Defesa das instituições
O governador do Rio Grande do Sul também reforçou a importância de respeitar o papel das instituições democráticas e lembrou que o processo contra Bolsonaro e seus aliados segue um rito legal.
“Tem um inquérito policial promovido pela Polícia Federal, vai para outra instituição, que é o Ministério Público Federal, e depois vai para outra instituição ainda, que é o STF, que tem ministros escolhidos por diferentes presidentes da República, chancelados pelo Congresso Nacional, e que vão tomar uma decisão em um órgão colegiado”, explicou.
Leite ainda destacou que houve uma série de ações que buscaram descredibilizar as eleições e que essas circunstâncias precisam ser avaliadas pelo Supremo. “Falar de anistia não me parece nada adequado do ponto de vista do amadurecimento institucional brasileiro”, disse.
Contexto do julgamento
O julgamento de Bolsonaro e de outros réus acusados de participação nos atos de 8 de janeiro teve início nesta semana. Durante a primeira sessão, o ministro Alexandre de Moraes, relator do caso, rejeitou o argumento da pacificação como justificativa para anistia.

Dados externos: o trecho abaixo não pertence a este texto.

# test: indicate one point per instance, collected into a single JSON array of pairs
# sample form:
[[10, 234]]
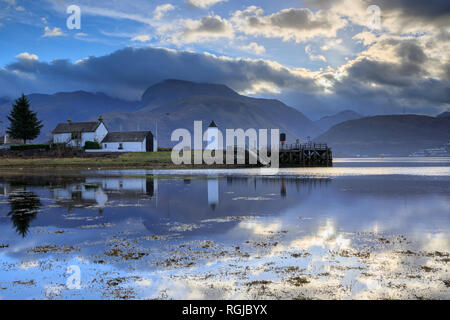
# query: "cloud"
[[161, 10], [255, 48], [313, 56], [55, 32], [27, 56], [204, 4], [146, 66], [207, 28], [289, 24]]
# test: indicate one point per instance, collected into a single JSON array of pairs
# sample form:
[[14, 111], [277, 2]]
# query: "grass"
[[129, 159]]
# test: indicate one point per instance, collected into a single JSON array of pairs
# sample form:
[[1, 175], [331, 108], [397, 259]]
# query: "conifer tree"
[[24, 123]]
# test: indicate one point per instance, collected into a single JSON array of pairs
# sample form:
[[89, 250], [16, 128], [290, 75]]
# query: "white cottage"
[[129, 141], [75, 134]]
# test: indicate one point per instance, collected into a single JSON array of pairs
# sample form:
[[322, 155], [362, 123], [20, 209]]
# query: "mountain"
[[397, 135], [176, 104], [327, 122], [78, 106], [443, 114], [172, 90]]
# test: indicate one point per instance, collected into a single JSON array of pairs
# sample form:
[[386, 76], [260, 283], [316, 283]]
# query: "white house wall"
[[62, 137], [100, 133], [98, 136], [126, 146]]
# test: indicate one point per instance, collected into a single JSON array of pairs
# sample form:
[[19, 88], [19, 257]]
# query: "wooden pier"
[[306, 155]]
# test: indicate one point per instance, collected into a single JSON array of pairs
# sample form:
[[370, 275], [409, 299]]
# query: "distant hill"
[[390, 135], [443, 114], [172, 90], [78, 105], [176, 104], [327, 122]]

“O caminho aparentemente mais fácil, que é da impunidade e da omissão, deixa cicatrizes traumáticas à sociedade e corrói a democracia, como lamentavelmente o passado recente do Brasil demonstra”, disse Moraes.
Ele ainda reforçou que confundir pacificação com impunidade pode abrir espaço para novas tentativas de golpe de Estado.
Implicações políticas
As declarações de Eduardo Leite surgem em um momento de movimentação intensa no cenário político nacional. De um lado, Tarcísio de Freitas e Romeu Zema ensaiam consolidar suas posições como possíveis sucessores de Bolsonaro no campo da direita. De outro, o Supremo Tribunal Federal busca impor responsabilização aos envolvidos nos ataques de 8 de janeiro.
Ao se posicionar contra a anistia a Bolsonaro, Leite reforça sua imagem como defensor da legalidade institucional, ainda que se distancie de potenciais aliados eleitorais em 2026. A postura também marca diferença em relação ao discurso de pacificação defendido por parte da oposição, sinalizando uma disputa de narrativas sobre como o País deve lidar com os episódios golpistas.